Um estalo seco, um urro de dor e o mundo vira de ponta cabeça. O desespero aflora e assume o controle das palavras e das ações. Há sangue. Como isso pode ter acontecido? Pereguinta inútil que normalmente vem.
Não há culpa. Não há culpados. Há dor. Há a impotência de querer ajudar e só poder arrastar da pista para a calçada.
Haviam acabado de sair da escola. O desespero os faz voltar em busca de ajuda. Socorro é uma palavra que não usamos. Chamamos por nomes, gritamos... Socorro só escuto em filmes.
Nessa hora tivemos lucidez suficiente para fazer o que deve ser feito: nada. Não podíamos tentar interferir numa situação tão grave; pedimos socorro - ligamos para o SAMU e os bombeiros.
Este foimo início de uma indignação maior. MInha noção de tempo estava nublada pela urgência exigida pela situação, porém, sem medo de ser injusto, posso afirmar: o socorro levou nno mínimo 40 minutosa para chegar. 40 minutos de dor, gemidos, lágrimas e sangue na calçada.
A curiosidade estéril parece que faz o tempo parar. O curioso inútil arruma tempo para parar a moto, o carro, a bicicleta, interromper uma caminhada ou simplesmente sair de casa para ver; ficar parado olhando como se fosse um espetáculo imperdível. Banalidade e banalização do trágico.

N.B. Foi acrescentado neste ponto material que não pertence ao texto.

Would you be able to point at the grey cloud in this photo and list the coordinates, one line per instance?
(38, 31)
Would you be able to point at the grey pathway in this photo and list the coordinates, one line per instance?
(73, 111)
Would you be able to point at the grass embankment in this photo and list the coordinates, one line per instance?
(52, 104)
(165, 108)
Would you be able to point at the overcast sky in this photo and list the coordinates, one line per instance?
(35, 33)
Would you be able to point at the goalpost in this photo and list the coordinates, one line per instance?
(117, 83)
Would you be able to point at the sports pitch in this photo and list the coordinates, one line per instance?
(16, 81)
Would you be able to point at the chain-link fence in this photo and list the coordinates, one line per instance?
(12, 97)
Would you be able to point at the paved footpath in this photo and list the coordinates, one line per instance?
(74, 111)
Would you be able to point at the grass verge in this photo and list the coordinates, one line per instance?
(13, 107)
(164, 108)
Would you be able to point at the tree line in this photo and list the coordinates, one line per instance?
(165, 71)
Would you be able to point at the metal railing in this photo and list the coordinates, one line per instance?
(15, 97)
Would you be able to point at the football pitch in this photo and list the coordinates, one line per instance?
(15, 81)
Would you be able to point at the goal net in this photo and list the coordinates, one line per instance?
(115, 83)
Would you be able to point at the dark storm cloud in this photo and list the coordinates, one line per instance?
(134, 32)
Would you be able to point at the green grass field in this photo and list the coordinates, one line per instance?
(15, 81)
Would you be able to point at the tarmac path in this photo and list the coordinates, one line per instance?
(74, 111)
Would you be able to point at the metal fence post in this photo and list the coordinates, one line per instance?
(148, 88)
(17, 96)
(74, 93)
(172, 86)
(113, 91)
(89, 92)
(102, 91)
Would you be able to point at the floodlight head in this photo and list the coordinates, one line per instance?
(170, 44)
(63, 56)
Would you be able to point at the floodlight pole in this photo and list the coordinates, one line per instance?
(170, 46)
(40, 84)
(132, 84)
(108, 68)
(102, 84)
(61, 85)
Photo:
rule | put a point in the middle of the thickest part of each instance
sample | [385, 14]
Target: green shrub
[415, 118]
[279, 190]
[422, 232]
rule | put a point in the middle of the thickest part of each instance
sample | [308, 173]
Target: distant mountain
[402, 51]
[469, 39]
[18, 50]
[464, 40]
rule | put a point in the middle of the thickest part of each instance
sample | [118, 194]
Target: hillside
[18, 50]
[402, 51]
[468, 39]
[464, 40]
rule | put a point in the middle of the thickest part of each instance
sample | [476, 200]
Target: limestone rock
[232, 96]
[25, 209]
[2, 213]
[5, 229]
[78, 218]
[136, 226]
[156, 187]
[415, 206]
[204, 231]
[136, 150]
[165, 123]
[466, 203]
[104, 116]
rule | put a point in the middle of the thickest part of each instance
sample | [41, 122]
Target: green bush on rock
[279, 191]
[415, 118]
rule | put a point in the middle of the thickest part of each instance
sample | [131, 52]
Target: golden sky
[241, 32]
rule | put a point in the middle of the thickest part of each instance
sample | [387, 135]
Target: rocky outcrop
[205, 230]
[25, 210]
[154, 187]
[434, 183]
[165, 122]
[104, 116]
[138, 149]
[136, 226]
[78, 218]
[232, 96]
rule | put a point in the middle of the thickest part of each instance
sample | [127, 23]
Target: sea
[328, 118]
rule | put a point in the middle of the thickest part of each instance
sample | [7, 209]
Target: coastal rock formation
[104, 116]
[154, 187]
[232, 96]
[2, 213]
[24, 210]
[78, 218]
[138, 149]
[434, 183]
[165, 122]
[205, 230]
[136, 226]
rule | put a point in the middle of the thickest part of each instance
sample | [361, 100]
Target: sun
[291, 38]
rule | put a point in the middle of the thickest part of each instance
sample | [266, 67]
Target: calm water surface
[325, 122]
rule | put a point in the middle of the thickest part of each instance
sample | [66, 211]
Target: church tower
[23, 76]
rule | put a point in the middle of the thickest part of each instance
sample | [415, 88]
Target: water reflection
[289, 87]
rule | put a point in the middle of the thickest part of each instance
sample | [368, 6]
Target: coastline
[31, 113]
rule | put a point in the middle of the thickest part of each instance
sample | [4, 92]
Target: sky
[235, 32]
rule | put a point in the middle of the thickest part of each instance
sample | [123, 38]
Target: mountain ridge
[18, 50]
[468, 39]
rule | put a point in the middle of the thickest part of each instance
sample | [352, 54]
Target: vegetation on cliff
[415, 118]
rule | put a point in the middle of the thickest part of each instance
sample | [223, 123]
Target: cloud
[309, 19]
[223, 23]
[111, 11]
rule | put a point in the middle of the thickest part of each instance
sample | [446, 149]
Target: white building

Como Nietzsche sofreria ao ver uma sociedade neste estágio de barbárie. Os olhos eram opacos, inertes. Perderam o senso do trágico, do horror, em algum momento da vida. Não sei, sinceramente, se posso chamar esta postura de curiosidade, é tão sem brilho; algo imanente a essa última. Aqueles olhos não reagiam. Não reagiam ante ao patético (ver pathos ou patos e patético num bom dicionário). Isso é trise...
A cena - a tragédia, o corpo no chão, o desespero, a dor, as lágrimas, osangue na calçada a indiferença, o descaso, a apatia, a indiferença, a impotência, a curiosidade mórbida, a indignação - poderia ser definida, filosoficamente, em alemão, por Zeitgeist, o espírito do tempo.
O espírito de um tempo em que o relativismo normalizante alcaçou o nível da vida, do cotidiano. Tudo é banal. É sempre mais um. Se não for parente, é qualquer um; nada de mais. Os corvos crocitam.
Os bombeiros chegam, é o pico da comoção. O caráter de urgência do acontecido insinua soluções mágicas, onde em fração de segundos o menino é removido e operado. Não obstante, a vidsa segue o fluxo do tempo, e para este caso alguns minutos ainda serão gastos.
A comoção assume novos tons com a chagada atrasada do SAMU. Serviço de Atendimento Móvel de Urgência, creio que seja necessária uma revisão conceitual ou uma discursão, igualmente conceitual, com os funcionários sobre o que é urgência.
As palavras soam vazias para pintar um quandro como esse, que possue cores tão fortes e o cheiro acre do sangue. É inútil, eu sei. Mas tentei. Algo devia ser dito a respeito. O silêncio leva ao esquecimento, assim como as palavras que não ecoam.
Foi apenas um segundo. E o riso verteu-se em lágrimas. Passou de um extremo a outro. No final, um retrato trágico da vida humana, atada entre um extremo e outro sobre o abismo da existência.